Friday, January 26, 2007

AVANT GARDE "ASIAN AMERICAN SCHOOL POETRY"

When I was still in New York, I did a lot of activist work with Asian American literature. I think it would surprise many people to learn that, about those activities, I often feel I wasted my time--it often has seemed to me that much of my work back then may have been appreciated by those directly addressed (by name), but that ultimately such acts just evaporated into either (a) the times when the conflict between literature speaking on its own behalf clashed against recognition of multiple voices within culture with, by implication, non-erasure of its speakers; and (b) indifference.

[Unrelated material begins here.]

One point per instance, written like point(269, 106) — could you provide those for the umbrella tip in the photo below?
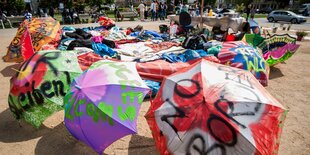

This past week, to my own surprise, I found myself in backchannel discussion with a poet who shared one of her phD papers -- I quote a brief excerpt from the introductory section of her paper:

By reading against the grain of Marjorie Perloff’s definition of avant-garde, I bring to the fore the intrinsic force of avant-garde poetics for [Asian American School Poetry] writing. Her remarks set the context for my argument into relief. I trace a genealogy for AASP derived from poetics and scholarly discussions collected in Asian American anthology projects over the last three decades to demonstrate how AASP has implicitly responded to aesthetic questions as and through political and disciplinary realities. Subsequently, I focus on recent Filipino and Filipino American, or Flips (a designation that includes both groups) produced anthologies, Pinoy Poetics (Meritage Press 2003) and the Anchored Angel: Selected Works of José García Villa (Kaya Productions 1999), as well as one single-authored collection, ... Flip works particularly belie the hegemonic politics of aesthetic definition. In the context of avant-garde aesthetics and US academics, the predicament of Filipino identity—social, cultural, and aesthetic—is one that demands an inclusive avant-garde approach.

Exactly.

(And, yah, Filipino literature has a unique position within Asian American literature.)

Maybe I didn't waste my time after all.

Besides, I always knew it wouldn't mostly be my peers who'd do the follow-ups (logically focused as we were on other types of clearing ground), but the younger critics and scholars. Well then, ONWARD!

As for this young poet-scholar, I won't identify her by name as I sense she still has much work to do...I just want to blog-note that, this week, I've enjoyed your "lovely brain."